이 함수도 복잡하게 작성되어 있으니 나누어서 살펴보자.

제일 먼저 필요한 변수를 선언하고,  Command List를 생성한다.

auto d3dDevice = m_deviceResources->GetD3DDevice();

// Create a command list.
DX::ThrowIfFailed(d3dDevice->CreateCommandList(0, D3D12_COMMAND_LIST_TYPE_DIRECT, m_deviceResources->GetCommandAllocator(), m_pipelineState.Get(), IID_PPV_ARGS(&m_commandList)));
NAME_D3D12_OBJECT(m_commandList);

 

그 다음에는 Cube의 Vertex들을 선언한다.

각 Vertex들은 위치와 색 정보를 가지고 있다.

// Cube vertices. Each vertex has a position and a color.
VertexPositionColor cubeVertices[] =
{
	{ XMFLOAT3(-0.5f, -0.5f, -0.5f), XMFLOAT3(0.0f, 0.0f, 0.0f) },
	{ XMFLOAT3(-0.5f, -0.5f,  0.5f), XMFLOAT3(0.0f, 0.0f, 1.0f) },
	{ XMFLOAT3(-0.5f,  0.5f, -0.5f), XMFLOAT3(0.0f, 1.0f, 0.0f) },
	{ XMFLOAT3(-0.5f,  0.5f,  0.5f), XMFLOAT3(0.0f, 1.0f, 1.0f) },
	{ XMFLOAT3(0.5f, -0.5f, -0.5f), XMFLOAT3(1.0f, 0.0f, 0.0f) },
	{ XMFLOAT3(0.5f, -0.5f,  0.5f), XMFLOAT3(1.0f, 0.0f, 1.0f) },
	{ XMFLOAT3(0.5f,  0.5f, -0.5f), XMFLOAT3(1.0f, 1.0f, 0.0f) },
	{ XMFLOAT3(0.5f,  0.5f,  0.5f), XMFLOAT3(1.0f, 1.0f, 1.0f) },
};

const UINT vertexBufferSize = sizeof(cubeVertices);

 

Cube Vertex가 선언되면 GPU의 default heap 메모리에 vertex buffer resource를 생성하고

vertex 정보를 uplaod heap을 이용해 복사한다.

upload resource는 반드시 gpu 연산이 모두 끝난 후 해제 되어야 한다.
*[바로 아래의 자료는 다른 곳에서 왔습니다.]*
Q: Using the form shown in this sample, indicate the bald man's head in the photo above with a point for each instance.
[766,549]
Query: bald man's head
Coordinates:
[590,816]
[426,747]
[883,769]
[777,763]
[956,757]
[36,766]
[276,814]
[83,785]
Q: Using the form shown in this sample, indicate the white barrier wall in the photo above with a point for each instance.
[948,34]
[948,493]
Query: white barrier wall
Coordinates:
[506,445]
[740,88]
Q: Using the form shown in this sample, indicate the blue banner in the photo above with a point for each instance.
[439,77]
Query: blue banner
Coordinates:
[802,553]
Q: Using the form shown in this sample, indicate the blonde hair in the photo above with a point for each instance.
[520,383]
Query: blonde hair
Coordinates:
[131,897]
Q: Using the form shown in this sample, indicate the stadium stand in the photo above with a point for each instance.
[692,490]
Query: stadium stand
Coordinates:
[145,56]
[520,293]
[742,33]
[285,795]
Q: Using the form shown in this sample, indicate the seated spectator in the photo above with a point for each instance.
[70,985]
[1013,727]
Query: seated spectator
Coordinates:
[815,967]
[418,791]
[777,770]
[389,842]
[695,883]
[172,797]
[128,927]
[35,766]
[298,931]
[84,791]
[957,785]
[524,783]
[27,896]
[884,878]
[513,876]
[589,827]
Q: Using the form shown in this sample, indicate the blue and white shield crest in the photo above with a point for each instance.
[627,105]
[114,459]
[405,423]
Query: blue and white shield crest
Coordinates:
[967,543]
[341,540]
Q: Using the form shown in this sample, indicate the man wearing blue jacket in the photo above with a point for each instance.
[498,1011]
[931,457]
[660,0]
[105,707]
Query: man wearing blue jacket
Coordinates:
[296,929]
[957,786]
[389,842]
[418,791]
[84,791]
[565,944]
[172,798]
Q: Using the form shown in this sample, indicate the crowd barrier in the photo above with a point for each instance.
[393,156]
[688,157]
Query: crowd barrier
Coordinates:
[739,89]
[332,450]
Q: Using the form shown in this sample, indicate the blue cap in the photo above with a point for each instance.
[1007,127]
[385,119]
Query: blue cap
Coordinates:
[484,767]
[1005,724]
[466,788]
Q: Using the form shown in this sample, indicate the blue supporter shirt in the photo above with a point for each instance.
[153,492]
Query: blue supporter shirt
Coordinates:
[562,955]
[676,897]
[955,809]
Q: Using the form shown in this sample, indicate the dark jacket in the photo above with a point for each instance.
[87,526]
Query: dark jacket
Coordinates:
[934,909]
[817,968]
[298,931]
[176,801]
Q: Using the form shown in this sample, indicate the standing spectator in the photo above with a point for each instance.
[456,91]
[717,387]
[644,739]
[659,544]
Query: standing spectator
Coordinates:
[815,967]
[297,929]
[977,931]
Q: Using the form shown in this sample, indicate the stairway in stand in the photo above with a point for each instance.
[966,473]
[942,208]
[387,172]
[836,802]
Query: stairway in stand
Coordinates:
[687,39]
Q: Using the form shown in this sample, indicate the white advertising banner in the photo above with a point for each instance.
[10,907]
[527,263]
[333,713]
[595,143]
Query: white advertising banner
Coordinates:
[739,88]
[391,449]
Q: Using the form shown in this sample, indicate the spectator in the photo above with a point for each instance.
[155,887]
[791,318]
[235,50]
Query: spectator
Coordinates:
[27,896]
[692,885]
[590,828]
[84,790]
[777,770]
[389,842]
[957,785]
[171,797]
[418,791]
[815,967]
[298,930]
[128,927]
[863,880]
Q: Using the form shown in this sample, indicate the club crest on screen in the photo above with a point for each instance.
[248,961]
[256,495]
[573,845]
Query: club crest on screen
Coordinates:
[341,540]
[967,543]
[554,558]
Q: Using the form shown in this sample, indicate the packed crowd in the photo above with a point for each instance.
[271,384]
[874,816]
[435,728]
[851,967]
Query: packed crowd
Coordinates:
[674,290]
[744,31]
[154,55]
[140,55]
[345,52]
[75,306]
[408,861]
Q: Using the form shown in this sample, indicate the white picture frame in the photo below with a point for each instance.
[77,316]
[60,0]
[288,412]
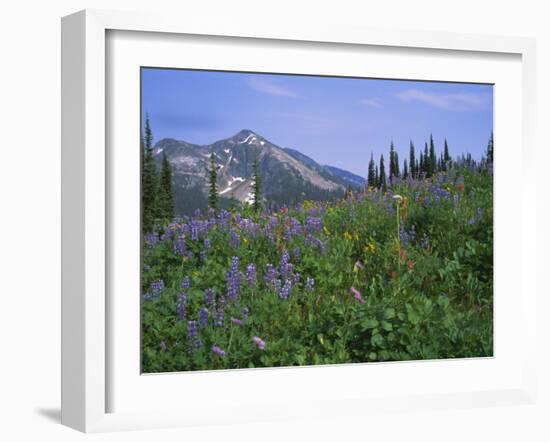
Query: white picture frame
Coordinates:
[85,210]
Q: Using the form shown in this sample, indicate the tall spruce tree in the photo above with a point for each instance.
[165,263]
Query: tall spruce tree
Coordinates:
[149,182]
[412,161]
[426,162]
[257,186]
[396,164]
[490,147]
[213,182]
[392,163]
[382,171]
[165,194]
[433,160]
[446,156]
[371,174]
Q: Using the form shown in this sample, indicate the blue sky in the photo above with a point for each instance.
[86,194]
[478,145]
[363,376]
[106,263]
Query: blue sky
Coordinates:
[336,121]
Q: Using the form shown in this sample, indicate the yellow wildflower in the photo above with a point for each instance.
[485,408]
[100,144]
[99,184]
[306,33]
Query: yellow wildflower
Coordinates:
[372,247]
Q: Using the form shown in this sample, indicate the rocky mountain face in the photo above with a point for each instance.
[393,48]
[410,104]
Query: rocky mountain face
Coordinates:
[288,175]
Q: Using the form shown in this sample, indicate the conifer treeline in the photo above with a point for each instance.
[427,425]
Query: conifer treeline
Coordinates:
[257,185]
[426,165]
[157,193]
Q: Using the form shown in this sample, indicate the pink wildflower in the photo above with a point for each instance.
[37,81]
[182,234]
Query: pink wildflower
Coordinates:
[357,295]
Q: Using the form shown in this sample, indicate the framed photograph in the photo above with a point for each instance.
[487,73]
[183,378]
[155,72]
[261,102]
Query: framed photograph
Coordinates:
[286,222]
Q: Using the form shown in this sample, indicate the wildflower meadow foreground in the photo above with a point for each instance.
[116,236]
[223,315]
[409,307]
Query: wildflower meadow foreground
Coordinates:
[401,274]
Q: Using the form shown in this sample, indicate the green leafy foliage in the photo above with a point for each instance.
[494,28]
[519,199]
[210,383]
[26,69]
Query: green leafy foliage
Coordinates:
[427,294]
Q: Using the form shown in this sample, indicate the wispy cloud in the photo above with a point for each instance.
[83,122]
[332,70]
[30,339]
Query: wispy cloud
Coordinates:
[371,102]
[271,87]
[453,102]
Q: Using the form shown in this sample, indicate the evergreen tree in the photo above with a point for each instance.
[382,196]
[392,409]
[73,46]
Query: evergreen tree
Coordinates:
[396,164]
[412,161]
[149,182]
[433,160]
[165,194]
[257,186]
[392,162]
[382,172]
[426,168]
[446,156]
[213,182]
[371,179]
[490,146]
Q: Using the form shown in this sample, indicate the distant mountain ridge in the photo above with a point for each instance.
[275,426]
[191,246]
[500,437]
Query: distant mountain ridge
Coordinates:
[288,175]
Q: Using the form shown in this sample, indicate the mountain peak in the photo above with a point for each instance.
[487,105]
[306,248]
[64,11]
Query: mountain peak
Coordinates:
[247,136]
[243,133]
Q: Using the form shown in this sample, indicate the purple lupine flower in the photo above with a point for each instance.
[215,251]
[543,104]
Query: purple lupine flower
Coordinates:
[236,321]
[218,351]
[297,253]
[179,246]
[194,230]
[234,239]
[425,241]
[203,317]
[233,279]
[357,295]
[193,335]
[185,283]
[219,318]
[321,247]
[181,306]
[209,297]
[284,293]
[251,274]
[270,273]
[403,236]
[259,342]
[156,288]
[284,265]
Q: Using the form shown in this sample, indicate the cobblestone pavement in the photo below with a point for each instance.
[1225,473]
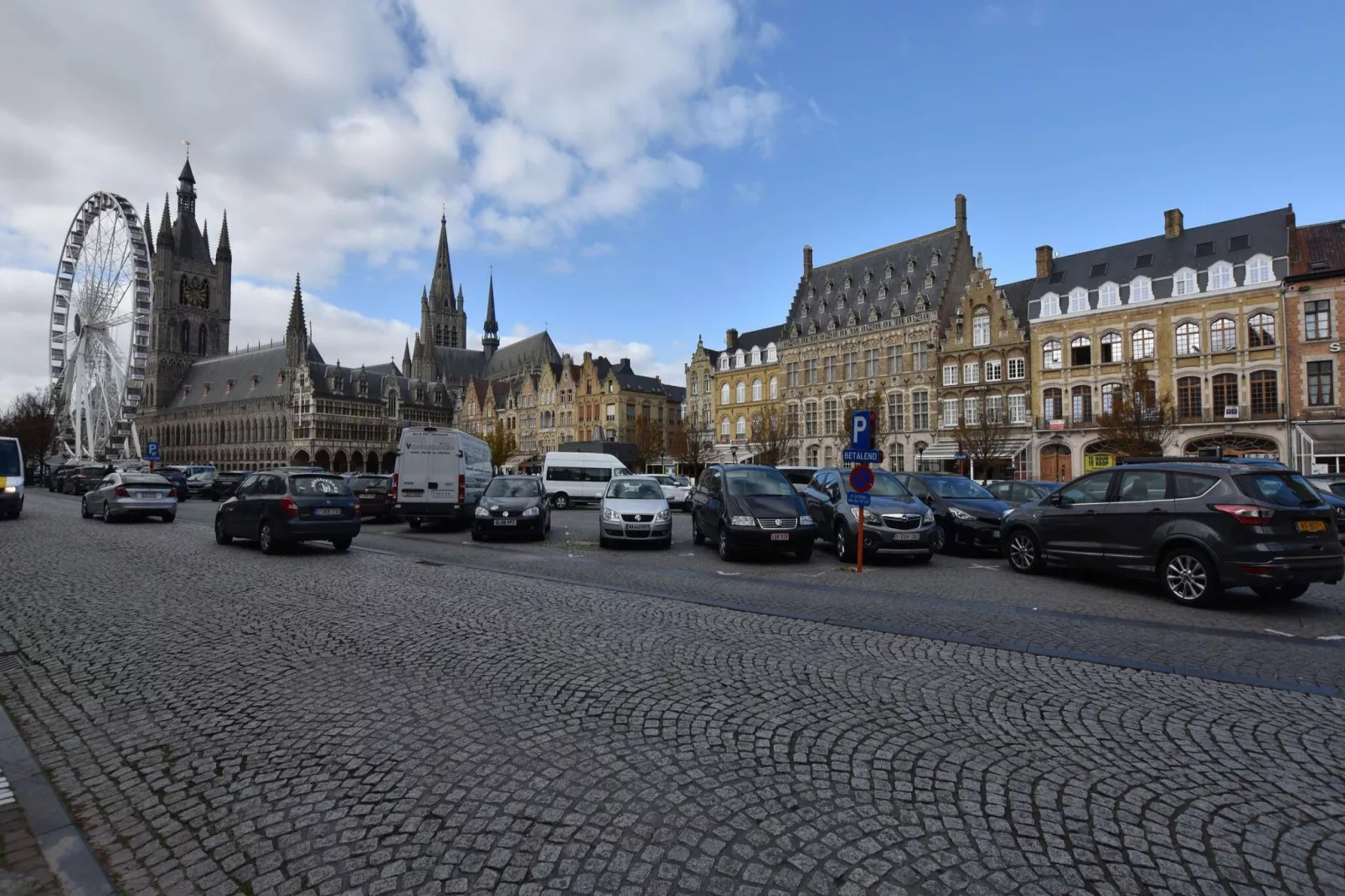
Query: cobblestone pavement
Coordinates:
[222,721]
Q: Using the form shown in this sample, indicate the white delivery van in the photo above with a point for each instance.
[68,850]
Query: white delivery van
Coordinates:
[11,478]
[440,475]
[579,476]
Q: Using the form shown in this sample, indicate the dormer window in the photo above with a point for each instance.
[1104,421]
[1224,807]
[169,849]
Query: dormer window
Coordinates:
[1184,283]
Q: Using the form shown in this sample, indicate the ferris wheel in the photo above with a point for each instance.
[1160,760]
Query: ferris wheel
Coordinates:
[100,328]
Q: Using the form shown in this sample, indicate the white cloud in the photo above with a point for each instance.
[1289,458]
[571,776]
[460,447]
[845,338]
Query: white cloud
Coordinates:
[331,130]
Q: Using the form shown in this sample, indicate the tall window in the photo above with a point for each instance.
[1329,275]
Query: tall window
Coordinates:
[1317,319]
[1223,389]
[1188,397]
[1321,384]
[1080,404]
[1260,332]
[1141,290]
[1265,388]
[981,327]
[1188,339]
[1052,404]
[1142,343]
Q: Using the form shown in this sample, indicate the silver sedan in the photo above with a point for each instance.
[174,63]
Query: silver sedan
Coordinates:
[634,509]
[131,494]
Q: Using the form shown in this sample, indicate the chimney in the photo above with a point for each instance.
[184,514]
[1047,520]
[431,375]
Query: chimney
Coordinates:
[1172,224]
[1044,261]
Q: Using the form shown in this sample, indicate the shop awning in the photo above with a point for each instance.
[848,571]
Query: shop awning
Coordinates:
[947,450]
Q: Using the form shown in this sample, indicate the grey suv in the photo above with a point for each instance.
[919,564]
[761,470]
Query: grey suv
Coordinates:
[1198,526]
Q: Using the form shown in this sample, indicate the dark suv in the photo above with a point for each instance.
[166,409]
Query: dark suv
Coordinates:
[750,507]
[1196,525]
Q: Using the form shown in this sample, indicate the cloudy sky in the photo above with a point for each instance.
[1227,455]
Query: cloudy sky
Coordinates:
[639,173]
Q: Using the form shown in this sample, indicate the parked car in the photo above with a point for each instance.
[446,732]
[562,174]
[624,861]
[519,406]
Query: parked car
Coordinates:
[1020,492]
[375,496]
[277,509]
[750,507]
[122,496]
[226,483]
[513,506]
[1198,525]
[677,492]
[634,509]
[967,514]
[896,523]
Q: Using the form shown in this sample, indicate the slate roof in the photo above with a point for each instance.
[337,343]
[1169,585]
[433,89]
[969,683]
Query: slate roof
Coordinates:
[1266,233]
[885,268]
[1318,250]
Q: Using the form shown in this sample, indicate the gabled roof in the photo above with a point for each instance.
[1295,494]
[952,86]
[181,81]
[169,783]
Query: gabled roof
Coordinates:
[1318,250]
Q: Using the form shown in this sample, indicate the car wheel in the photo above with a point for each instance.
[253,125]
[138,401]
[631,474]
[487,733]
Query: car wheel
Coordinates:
[1023,552]
[727,552]
[1188,576]
[1289,591]
[266,538]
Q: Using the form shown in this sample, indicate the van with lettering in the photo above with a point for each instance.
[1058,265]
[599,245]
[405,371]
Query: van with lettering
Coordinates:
[440,475]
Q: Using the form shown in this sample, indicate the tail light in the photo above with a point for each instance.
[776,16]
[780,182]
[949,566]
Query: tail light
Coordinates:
[1247,514]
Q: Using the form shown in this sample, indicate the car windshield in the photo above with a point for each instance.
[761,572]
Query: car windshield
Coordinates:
[634,490]
[317,486]
[514,489]
[370,481]
[1283,489]
[887,486]
[747,483]
[956,487]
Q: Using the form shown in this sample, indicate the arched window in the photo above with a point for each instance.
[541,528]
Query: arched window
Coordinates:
[1260,332]
[1258,270]
[1188,339]
[981,327]
[1141,290]
[1220,276]
[1142,343]
[1223,335]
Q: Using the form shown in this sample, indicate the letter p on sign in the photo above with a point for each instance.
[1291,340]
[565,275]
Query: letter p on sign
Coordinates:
[860,430]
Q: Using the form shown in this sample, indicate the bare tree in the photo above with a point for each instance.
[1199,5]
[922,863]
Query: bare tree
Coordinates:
[987,435]
[775,435]
[1140,421]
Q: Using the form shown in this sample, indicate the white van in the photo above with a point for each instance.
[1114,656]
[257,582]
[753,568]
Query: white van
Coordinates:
[440,474]
[579,476]
[11,478]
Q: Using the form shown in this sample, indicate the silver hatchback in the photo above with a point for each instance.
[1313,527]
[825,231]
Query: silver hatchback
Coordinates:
[131,494]
[634,509]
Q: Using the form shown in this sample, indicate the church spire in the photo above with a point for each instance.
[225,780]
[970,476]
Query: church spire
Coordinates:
[224,252]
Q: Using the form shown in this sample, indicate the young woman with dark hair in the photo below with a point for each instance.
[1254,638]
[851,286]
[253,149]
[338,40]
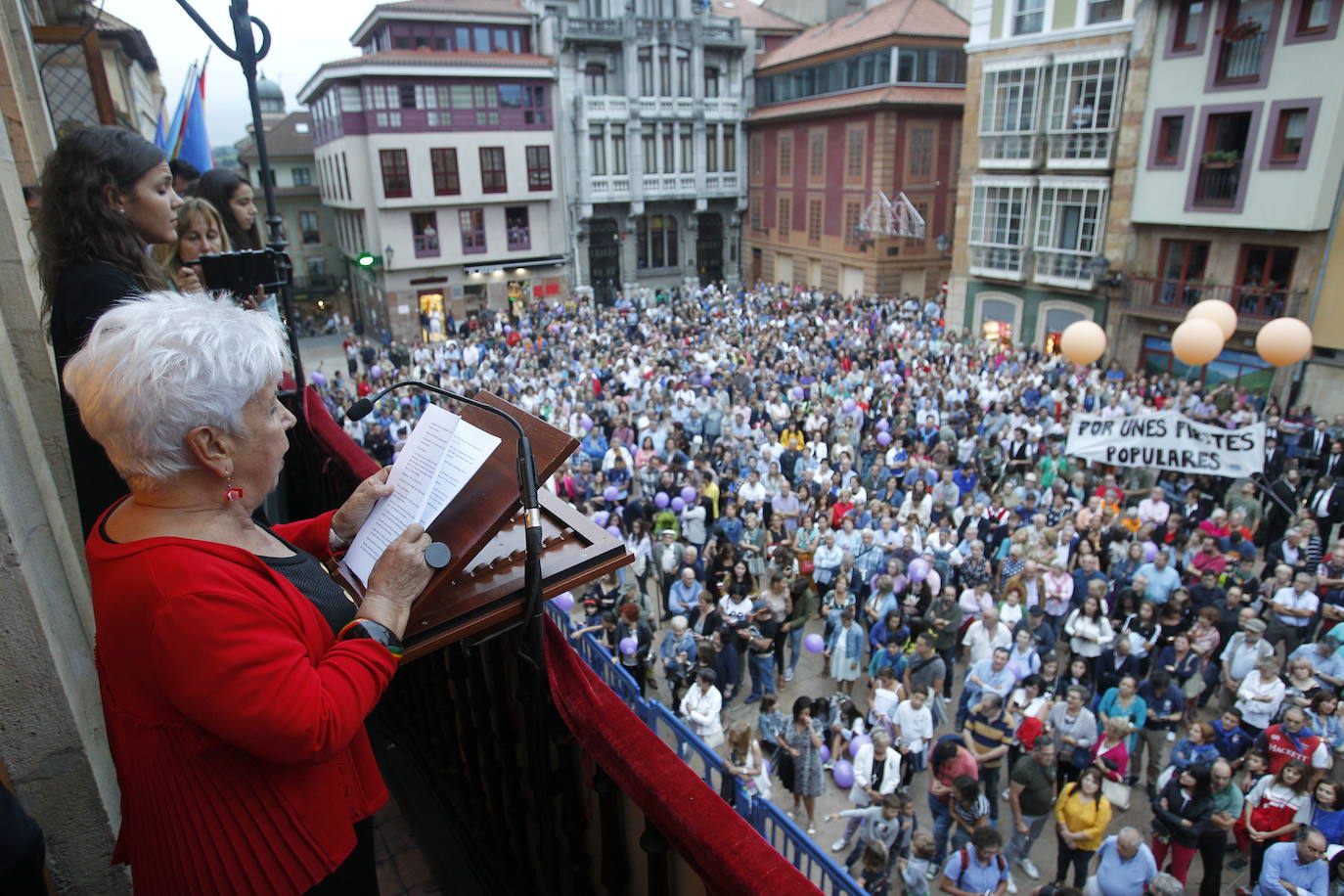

Microsoft::WRL::ComPtr<ID3D12Resource> vertexBufferUpload;

CD3DX12_HEAP_PROPERTIES defaultHeapProperties(D3D12_HEAP_TYPE_DEFAULT);
CD3DX12_RESOURCE_DESC vertexBufferDesc = CD3DX12_RESOURCE_DESC::Buffer(vertexBufferSize);
DX::ThrowIfFailed(d3dDevice->CreateCommittedResource(
	&defaultHeapProperties,
	D3D12_HEAP_FLAG_NONE,
	&vertexBufferDesc,
	D3D12_RESOURCE_STATE_COPY_DEST,
	nullptr,
	IID_PPV_ARGS(&m_vertexBuffer)));

CD3DX12_HEAP_PROPERTIES uploadHeapProperties(D3D12_HEAP_TYPE_UPLOAD);
DX::ThrowIfFailed(d3dDevice->CreateCommittedResource(
	&uploadHeapProperties,
	D3D12_HEAP_FLAG_NONE,
	&vertexBufferDesc,
	D3D12_RESOURCE_STATE_GENERIC_READ,
	nullptr,
	IID_PPV_ARGS(&vertexBufferUpload)));

NAME_D3D12_OBJECT(m_vertexBuffer);

// Upload the vertex buffer to the GPU.
{
	D3D12_SUBRESOURCE_DATA vertexData = {};
	vertexData.pData = reinterpret_cast<BYTE*>(cubeVertices);
	vertexData.RowPitch = vertexBufferSize;
	vertexData.SlicePitch = vertexData.RowPitch;

	UpdateSubresources(m_commandList.Get(), m_vertexBuffer.Get(), vertexBufferUpload.Get(), 0, 0, 1, &vertexData);

	CD3DX12_RESOURCE_BARRIER vertexBufferResourceBarrier =
		CD3DX12_RESOURCE_BARRIER::Transition(m_vertexBuffer.Get(), D3D12_RESOURCE_STATE_COPY_DEST, D3D12_RESOURCE_STATE_VERTEX_AND_CONSTANT_BUFFER);
	m_commandList->ResourceBarrier(1, &vertexBufferResourceBarrier);
}

 

Vertex 정보가 GPU에 올라가면 이번에는 Mesh Index 차례이다.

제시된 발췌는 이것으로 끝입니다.